3. Saggio di neutralizzazione

  1. Scongelare i sieri dei pazienti sul ghiaccio. Inattivare i campioni di siero incubandoli a 56 °C per 30 min.
  2. In una piastra da 96 pozzetti, aggiungere 50 μL di DMEM fresco e completo (o terreno completo compatibile con la linea cellulare bersaglio utilizzata) in ciascuno dei seguenti pozzetti: dalla riga B (colonne 1-10) alla riga H (colonne 1-10). Inserire 95 μL di DMEM fresco e completo nella riga A (colonne 1-10). Aggiungere rispettivamente 50 μL e 100 μL di DMEM completo nei pozzetti delle colonne 11 e 12. Si tratta rispettivamente dei controlli infetti (controllo del virus, o VC) e non infetti (solo cellule, o CC), (Figura 3).
  3. Aggiungere 5 μL di campioni di siero/plasma inattivati dal calore nella riga A (colonne 1-10). Ogni campione sarà in duplice copia. Con una pipetta multicanale, miscelare i campioni nella prima fila e spostare 50 μL di terreno contenente siero dalla fila A alla fila B. Ripetere questo processo fino all'ultima riga (Figura 3). Scartare i restanti 50 μL.
  4. Scongelare il numero necessario di aliquote di PV e diluire a ≥ 104 RLU/mL. Aggiungere 50 μL di terreno diluito contenente PV a ciascun pozzetto (dalla colonna 1 alla colonna 11) utilizzando una pipetta multicanale per ottenere una diluizione 1:1 del siero/plasma inattivato termicamente al virus. Incubare a 37 °C e al 5% di CO2 per 1 ora per consentire agli anticorpi nei campioni di siero di legarsi alla proteina spike del SARS-CoV-2 sui PV.
  5. Preparare almeno 5 mL di sospensione di cellule sensibili (HEK293T/ACE2) ad una densità cellulare di 4 x 105 cellule/mL. Aggiungere 50 μL di sospensione cellulare a ciascun pozzetto e incubare a 37 °C e 5% di CO2 per 48 ore.
  6. Dopo l'incubazione, eseguire la lettura del saggio della luciferasi secondo le istruzioni del produttore, come descritto al punto 2.7.
    NOTA: Il luminometro utilizzato per la lettura della luciferasi produrrà un foglio di calcolo (in questo caso, .xlsx) con i dati grezzi e non elaborati che verranno utilizzati per l'analisi a valle (il file del saggio della luciferasi).

Figure 3
Figura 3: Rappresentazione della piastra basata sulla diluizione del siero. Il rosso brillante corrisponde a una maggiore quantità di siero e il blu brillante (colonna 11) corrisponde al controllo delle cellule infette (VC, controllo del virus). La corsia azzurra (colonna 12) corrisponde alle cellule non infette (CC, controllo cellulare). Questa figura è stata creata con BioRender. Fare clic qui per visualizzare una versione più grande di questa figura.

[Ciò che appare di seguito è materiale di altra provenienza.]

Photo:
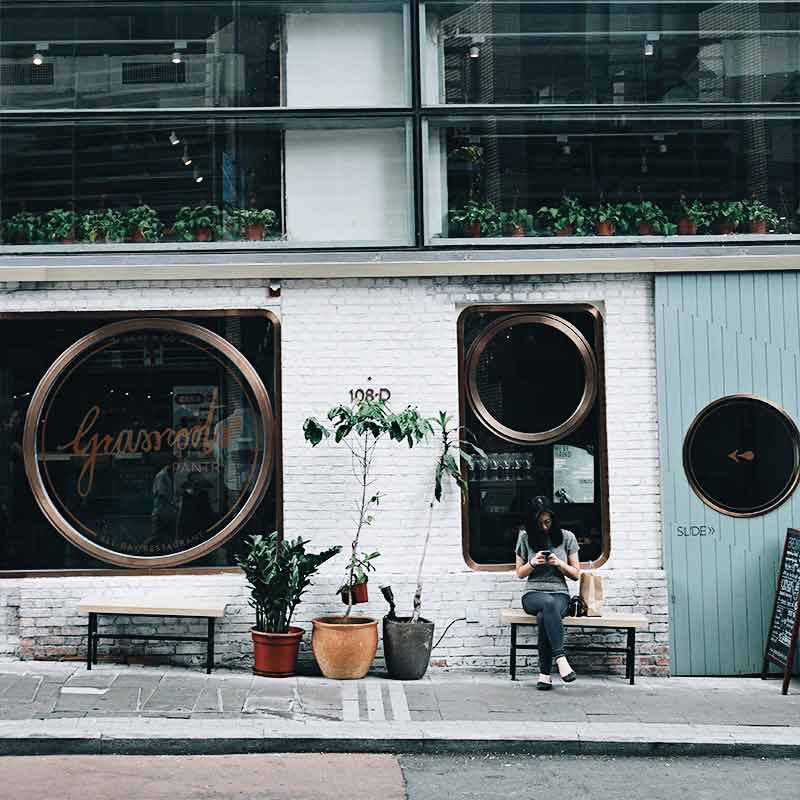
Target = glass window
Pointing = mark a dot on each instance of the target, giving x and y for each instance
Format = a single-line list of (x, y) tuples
[(630, 176), (531, 397), (332, 181), (627, 52), (203, 54), (151, 443)]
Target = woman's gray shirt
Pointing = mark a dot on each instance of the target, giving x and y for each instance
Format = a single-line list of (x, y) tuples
[(546, 578)]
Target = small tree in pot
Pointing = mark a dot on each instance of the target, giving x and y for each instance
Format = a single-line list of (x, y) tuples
[(345, 645), (408, 641), (278, 573)]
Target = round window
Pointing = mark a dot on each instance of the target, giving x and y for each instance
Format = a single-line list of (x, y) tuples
[(531, 378), (149, 442), (742, 456)]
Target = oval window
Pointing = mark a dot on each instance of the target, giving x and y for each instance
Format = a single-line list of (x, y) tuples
[(149, 442), (531, 378), (742, 456)]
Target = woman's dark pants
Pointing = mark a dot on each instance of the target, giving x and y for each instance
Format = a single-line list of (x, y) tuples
[(549, 609)]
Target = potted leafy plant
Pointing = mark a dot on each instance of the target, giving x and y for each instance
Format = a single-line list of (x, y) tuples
[(357, 591), (607, 218), (726, 216), (692, 216), (278, 572), (106, 224), (408, 641), (143, 224), (252, 223), (345, 645), (22, 228), (198, 223), (518, 221), (759, 217), (60, 225), (568, 218), (646, 217), (476, 218)]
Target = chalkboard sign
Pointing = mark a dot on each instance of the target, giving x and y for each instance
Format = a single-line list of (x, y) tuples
[(782, 639)]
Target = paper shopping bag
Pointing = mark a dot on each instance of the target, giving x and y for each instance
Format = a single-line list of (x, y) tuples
[(591, 592)]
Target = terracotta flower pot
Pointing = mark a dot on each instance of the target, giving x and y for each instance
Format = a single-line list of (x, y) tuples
[(604, 228), (275, 654), (344, 646), (360, 593), (254, 233), (473, 230)]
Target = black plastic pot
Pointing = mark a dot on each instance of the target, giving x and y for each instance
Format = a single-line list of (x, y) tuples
[(407, 647)]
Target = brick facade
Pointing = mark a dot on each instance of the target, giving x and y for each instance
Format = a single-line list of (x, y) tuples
[(401, 334)]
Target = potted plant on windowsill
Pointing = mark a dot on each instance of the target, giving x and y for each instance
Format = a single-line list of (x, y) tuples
[(691, 217), (59, 225), (345, 645), (408, 641), (517, 221), (358, 591), (607, 218), (568, 218), (143, 224), (22, 228), (198, 223), (758, 216), (251, 223), (476, 219), (278, 572), (726, 216)]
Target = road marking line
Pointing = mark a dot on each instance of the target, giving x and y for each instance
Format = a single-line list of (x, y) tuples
[(397, 694), (375, 710)]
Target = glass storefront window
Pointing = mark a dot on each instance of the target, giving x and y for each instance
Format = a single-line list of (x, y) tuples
[(204, 54), (137, 443), (531, 398), (531, 52), (627, 176), (326, 181)]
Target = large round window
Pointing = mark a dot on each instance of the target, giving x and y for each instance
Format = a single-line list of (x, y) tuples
[(149, 442), (742, 456), (531, 378)]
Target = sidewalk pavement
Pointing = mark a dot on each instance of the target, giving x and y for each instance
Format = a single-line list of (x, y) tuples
[(54, 707)]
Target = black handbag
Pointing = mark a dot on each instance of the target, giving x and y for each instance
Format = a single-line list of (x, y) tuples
[(577, 607)]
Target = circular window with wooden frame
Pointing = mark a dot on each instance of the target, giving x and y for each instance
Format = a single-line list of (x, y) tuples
[(149, 443), (531, 378), (741, 455)]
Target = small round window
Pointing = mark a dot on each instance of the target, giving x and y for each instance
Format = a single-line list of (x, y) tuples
[(149, 442), (742, 456), (531, 378)]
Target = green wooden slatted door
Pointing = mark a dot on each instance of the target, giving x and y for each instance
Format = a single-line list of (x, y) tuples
[(717, 335)]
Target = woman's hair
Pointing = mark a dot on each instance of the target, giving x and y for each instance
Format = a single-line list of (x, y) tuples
[(537, 538)]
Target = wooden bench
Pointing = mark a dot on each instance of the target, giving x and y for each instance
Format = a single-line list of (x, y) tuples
[(627, 622), (154, 606)]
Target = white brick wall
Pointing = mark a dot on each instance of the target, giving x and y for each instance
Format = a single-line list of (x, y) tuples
[(401, 333)]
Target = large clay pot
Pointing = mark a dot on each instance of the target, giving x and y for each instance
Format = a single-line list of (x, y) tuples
[(407, 647), (275, 654), (344, 646)]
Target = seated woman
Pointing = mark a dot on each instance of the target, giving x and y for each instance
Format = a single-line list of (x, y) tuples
[(545, 554)]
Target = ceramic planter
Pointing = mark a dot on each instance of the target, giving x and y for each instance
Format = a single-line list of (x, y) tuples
[(275, 654), (344, 646), (407, 647)]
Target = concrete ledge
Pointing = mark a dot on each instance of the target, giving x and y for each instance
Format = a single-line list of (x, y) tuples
[(139, 736)]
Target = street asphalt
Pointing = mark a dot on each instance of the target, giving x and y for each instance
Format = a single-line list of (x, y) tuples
[(48, 707)]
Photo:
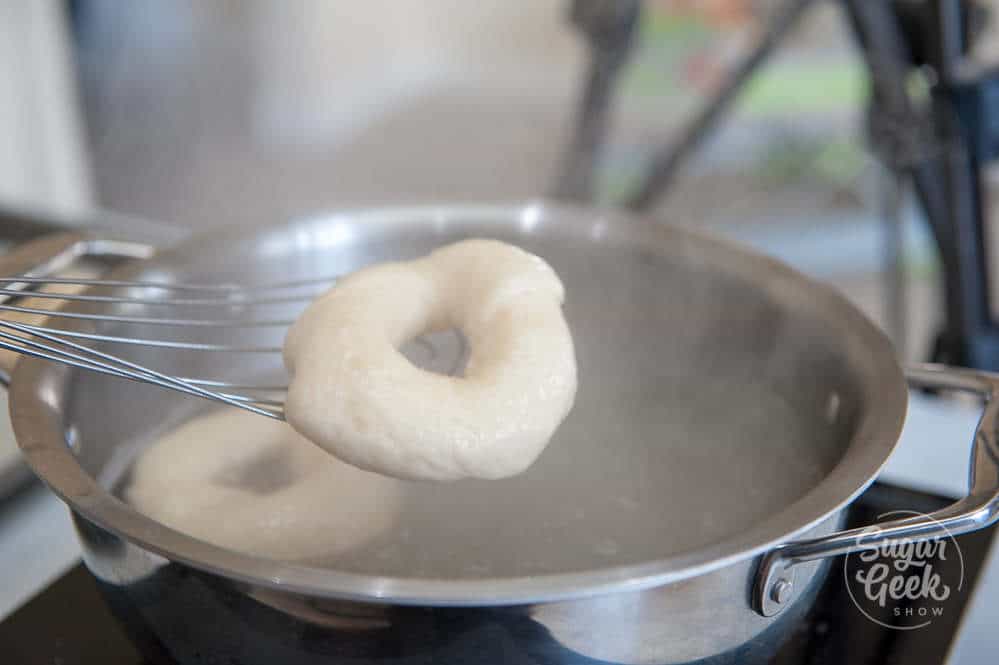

4. Analisi della titolazione

  1. Nel file del saggio della luciferasi, assegnare i nomi/titoli ai campioni corrispondenti.
  2. Moltiplicare la misura RLU per i fattori di diluizione (dall'alto verso il basso della griglia: 20x, 40x, 80x, 160x, 320x, 640x, 1,280x, 2,560x) per ottenere RLU/mL. Se si utilizzano fattori di diluizione diversi, modificare di conseguenza i fattori di moltiplicazione.
  3. Calcolare l'RLU/mL medio per ogni preparazione PV.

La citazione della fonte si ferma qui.